Philippines holds elections vital for Aquino reforms
Motorists drive past election posters outside a polling station during mid-term elections in Manila, on May 13, 2013. People are going to the polls to choose thousands of local leaders plus national legislators in what is seen as a referendum on the presidency of reformist Benigno Aquino.
Aquino has called for the mid-term polls, in which thousands of local leaders plus national legislators will be elected, to be a referendum on his efforts to transform a corrupt political system and an underperforming economy.
"The president is asking voters to put their confidence in those on the administration slate to help him carry out the rest of his reform agenda," presidential spokeswoman Abigail Valte told AFP.
Aquino swept into power in 2010 on a promise to fight corruption that he blames for crushing poverty in the country of 100 million people.
Opinion polls show he remains one of the country's most popular presidents, with the Philippines enjoying economic growth faster than every other nation in the Asia-Pacific except for China.
But, with presidents only allowed to serve one term of six years, Aquino is in a rush to implement more ambitious reforms while making an enduring impact on graft.
Monday's elections -- in which more than 18,000 positions, from town councillors up to provincial governors and members of the legislature, are being contested -- are vital to shore up support for his efforts.
Most crucial is control of both houses of Congress.
Aquino is confident of securing big majorities in both houses from an alliance of a wide range of parties, enabling him to pass legislation much more easily than his first three years when he did not have control of the Senate.
One of Aquino's biggest reforms is a planned peace deal with Muslim rebels to end a decades-long insurgency in the south that has claimed an estimated 150,000 lives and curtailed economic growth.

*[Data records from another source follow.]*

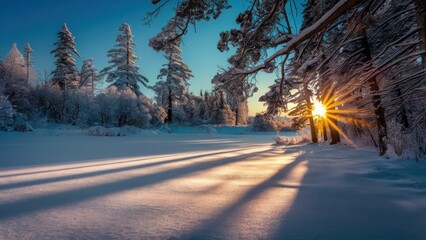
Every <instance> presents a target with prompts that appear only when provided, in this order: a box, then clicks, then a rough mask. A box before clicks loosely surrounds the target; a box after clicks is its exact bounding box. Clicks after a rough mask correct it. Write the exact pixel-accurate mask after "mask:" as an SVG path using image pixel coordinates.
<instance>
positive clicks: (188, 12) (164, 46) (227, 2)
mask: <svg viewBox="0 0 426 240" xmlns="http://www.w3.org/2000/svg"><path fill="white" fill-rule="evenodd" d="M169 1H170V0H153V1H152V3H153V4H154V5H157V6H158V7H157V8H156V9H155V10H154V11H151V12H150V13H148V15H147V21H148V22H150V21H151V20H152V18H153V17H155V16H157V15H158V13H159V12H160V10H161V8H162V7H163V6H164V5H165V3H167V2H169ZM230 7H231V6H230V5H229V4H228V1H227V0H209V1H193V0H184V1H177V7H176V8H175V15H174V16H173V17H172V20H171V21H170V22H169V23H168V24H170V23H173V25H174V26H173V27H172V28H163V30H162V33H164V34H166V35H171V34H172V35H173V37H172V38H164V37H162V36H161V33H160V34H159V35H158V36H157V37H154V38H152V39H151V40H150V46H151V47H152V48H154V49H155V50H157V51H160V50H164V48H165V47H166V46H167V45H168V44H169V40H171V39H172V40H174V39H177V38H180V37H182V36H183V35H185V34H186V33H187V31H188V27H189V26H190V25H194V26H195V24H196V23H197V22H198V21H201V20H205V21H209V20H210V19H212V18H213V19H216V18H218V17H219V16H220V14H221V13H222V11H223V10H224V9H228V8H230ZM176 29H178V31H176Z"/></svg>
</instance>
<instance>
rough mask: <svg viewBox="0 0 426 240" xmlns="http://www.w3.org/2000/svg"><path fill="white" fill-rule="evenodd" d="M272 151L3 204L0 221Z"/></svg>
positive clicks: (227, 158)
mask: <svg viewBox="0 0 426 240" xmlns="http://www.w3.org/2000/svg"><path fill="white" fill-rule="evenodd" d="M272 148H273V147H272ZM270 151H271V149H267V150H264V151H258V152H253V153H249V154H243V155H239V156H235V157H229V158H223V159H219V160H216V161H209V162H200V163H194V164H191V165H189V166H185V167H180V168H175V169H170V170H166V171H163V172H158V173H152V174H148V175H143V176H138V177H132V178H128V179H124V180H119V181H116V182H111V183H104V184H99V185H95V186H89V187H84V188H79V189H75V190H69V191H64V192H60V193H53V194H49V195H44V196H39V197H32V198H28V199H23V200H18V201H15V202H11V203H6V204H0V220H1V219H7V218H11V217H14V216H19V215H24V214H28V213H32V212H36V211H40V210H46V209H51V208H56V207H60V206H65V205H69V204H74V203H78V202H81V201H87V200H91V199H94V198H97V197H102V196H105V195H108V194H113V193H117V192H121V191H126V190H130V189H135V188H141V187H146V186H150V185H154V184H157V183H161V182H164V181H167V180H171V179H175V178H179V177H183V176H186V175H188V174H193V173H197V172H201V171H205V170H208V169H211V168H215V167H219V166H224V165H227V164H231V163H235V162H239V161H242V160H248V159H250V158H253V157H256V158H258V157H259V156H262V155H268V154H267V153H268V152H270ZM269 155H270V154H269Z"/></svg>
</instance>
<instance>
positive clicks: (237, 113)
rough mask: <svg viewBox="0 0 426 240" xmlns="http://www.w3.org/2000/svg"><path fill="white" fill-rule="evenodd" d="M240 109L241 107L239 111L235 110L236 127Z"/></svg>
mask: <svg viewBox="0 0 426 240" xmlns="http://www.w3.org/2000/svg"><path fill="white" fill-rule="evenodd" d="M239 108H240V106H237V109H235V126H238V117H239V116H238V115H239V111H238V109H239Z"/></svg>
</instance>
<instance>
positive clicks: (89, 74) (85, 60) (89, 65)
mask: <svg viewBox="0 0 426 240" xmlns="http://www.w3.org/2000/svg"><path fill="white" fill-rule="evenodd" d="M99 81H100V77H99V75H98V73H97V70H96V68H95V66H94V64H93V59H92V58H91V59H88V60H84V61H83V65H82V67H81V71H80V83H79V88H80V89H82V90H83V91H85V92H86V93H87V94H91V95H94V93H95V84H96V83H98V82H99Z"/></svg>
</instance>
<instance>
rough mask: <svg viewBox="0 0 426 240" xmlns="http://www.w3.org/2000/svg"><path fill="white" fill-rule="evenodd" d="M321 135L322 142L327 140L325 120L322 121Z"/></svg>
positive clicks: (326, 122) (326, 140)
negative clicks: (321, 138) (321, 131)
mask: <svg viewBox="0 0 426 240" xmlns="http://www.w3.org/2000/svg"><path fill="white" fill-rule="evenodd" d="M322 135H323V139H324V142H326V141H327V140H328V137H327V122H326V121H325V120H323V121H322Z"/></svg>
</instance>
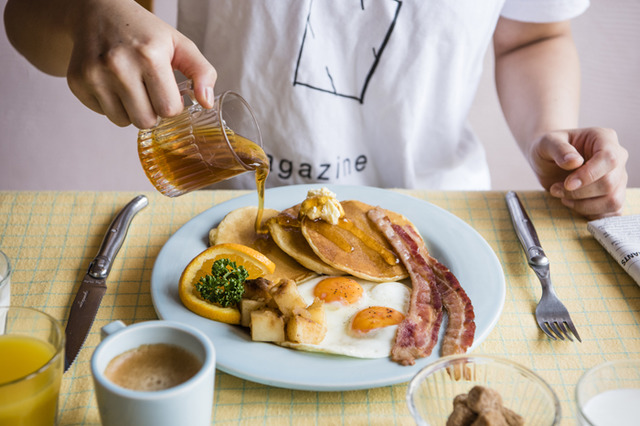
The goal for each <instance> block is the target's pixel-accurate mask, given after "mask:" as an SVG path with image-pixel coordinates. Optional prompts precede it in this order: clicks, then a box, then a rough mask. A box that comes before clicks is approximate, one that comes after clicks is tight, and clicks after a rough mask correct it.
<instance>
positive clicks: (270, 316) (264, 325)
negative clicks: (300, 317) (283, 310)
mask: <svg viewBox="0 0 640 426" xmlns="http://www.w3.org/2000/svg"><path fill="white" fill-rule="evenodd" d="M284 337H285V332H284V317H283V316H282V315H281V314H280V313H279V312H277V311H275V310H273V309H269V308H262V309H258V310H255V311H253V312H251V339H252V340H255V341H258V342H283V341H284V340H285V338H284Z"/></svg>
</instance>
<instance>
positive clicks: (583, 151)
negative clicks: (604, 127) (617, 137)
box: [549, 128, 628, 218]
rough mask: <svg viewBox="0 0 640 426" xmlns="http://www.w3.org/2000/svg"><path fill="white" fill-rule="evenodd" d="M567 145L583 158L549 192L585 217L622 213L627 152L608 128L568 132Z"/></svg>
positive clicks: (589, 129) (623, 195) (602, 215)
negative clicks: (578, 165) (580, 161)
mask: <svg viewBox="0 0 640 426" xmlns="http://www.w3.org/2000/svg"><path fill="white" fill-rule="evenodd" d="M568 135H569V137H570V140H571V144H572V145H573V146H574V147H575V149H576V150H577V151H578V152H580V154H581V155H582V156H583V157H584V158H585V159H586V161H585V162H584V164H583V165H581V166H580V167H578V168H576V169H575V170H574V171H572V172H571V173H569V174H568V175H567V176H566V177H565V178H564V179H559V180H557V181H556V182H555V183H553V184H552V185H551V186H550V188H549V191H550V192H551V195H552V196H554V197H558V198H560V199H561V201H562V203H563V204H564V205H566V206H567V207H570V208H572V209H573V210H575V211H576V212H578V213H580V214H582V215H584V216H586V217H589V218H595V217H604V216H610V215H618V214H621V213H622V208H623V205H624V199H625V188H626V185H627V181H628V175H627V171H626V162H627V159H628V153H627V151H626V150H625V149H624V148H623V147H621V146H620V144H619V143H618V139H617V135H616V133H615V132H614V131H613V130H611V129H603V128H590V129H578V130H572V131H569V132H568Z"/></svg>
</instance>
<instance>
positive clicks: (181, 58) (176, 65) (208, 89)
mask: <svg viewBox="0 0 640 426" xmlns="http://www.w3.org/2000/svg"><path fill="white" fill-rule="evenodd" d="M172 66H173V68H174V69H176V70H178V71H180V72H181V73H182V74H184V75H185V77H187V78H189V79H191V80H193V92H194V94H195V96H196V100H197V101H198V103H200V105H202V106H203V107H205V108H212V107H213V102H214V96H213V87H214V86H215V84H216V78H217V76H218V74H217V72H216V70H215V68H214V67H213V65H211V64H210V63H209V61H207V59H206V58H205V57H204V56H203V55H202V53H200V50H199V49H198V48H197V47H196V45H195V44H194V43H193V42H192V41H191V40H189V39H188V38H186V37H184V36H182V37H180V39H179V40H178V41H177V42H176V44H175V51H174V54H173V60H172Z"/></svg>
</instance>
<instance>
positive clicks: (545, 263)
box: [505, 191, 549, 266]
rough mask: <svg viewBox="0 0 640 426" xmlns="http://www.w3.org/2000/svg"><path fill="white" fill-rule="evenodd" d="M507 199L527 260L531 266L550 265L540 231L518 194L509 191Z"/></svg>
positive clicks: (517, 231)
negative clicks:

The peace accord would require parliamentary endorsement.
Aquino's aides have also said he is focused on passing legislation that would expand the tax base, including from the mining sector, to pay for more social security services.
Nevertheless, amid the hope, the elections highlighted the enduring nature of many of the darkest traditions that have smothered Philippine politics since the end of Ferdinand Marcos's dictatorship in 1986.
The Philippines is infamous for a brutal brand of democracy where politicians -- particularly at local and provincial levels -- are willing to bribe, intimidate or kill to ensure they win.
On Monday, one person died when gunmen ambushed a busload of voters in the south, and another in clashes between rival politicians, according to local police. More than 60 people had been killed in pre-poll violence.
Meanwhile, a host of candidates with links to corruption or violence ran as candidates, part of a "culture of impunity" in which powerful figures easily skirt around the justice system.
Among them was Imelda Marcos, 83-year-old wife of the ex-dictator, who was widely expected to win a second term in the lower house representing a northern province which has for decades remained a family stronghold.
Joseph Estrada, a former president evicted in a popular uprising in 2001 and later convicted of committing plunder while in office, was running to become mayor of Manila, the nation's capital.
The Philippines is ruled by remarkably few families -- with roughly 70 percent of the members of current Congress belonging to a dynasty -- and polls showed the elite were set to become even more dominant.
Two of Aquino's relatives were among the 33 Senate candidates.
Reflecting sentiments across the country, voters at a Manila polling station said they would decide according to who could help them the most economically.
"I know he has a soft spot for the poor and if I need his help... I could approach him," Flordeliza Pastoral, 55, an emaciated slum dweller said of her plans to vote for Estrada.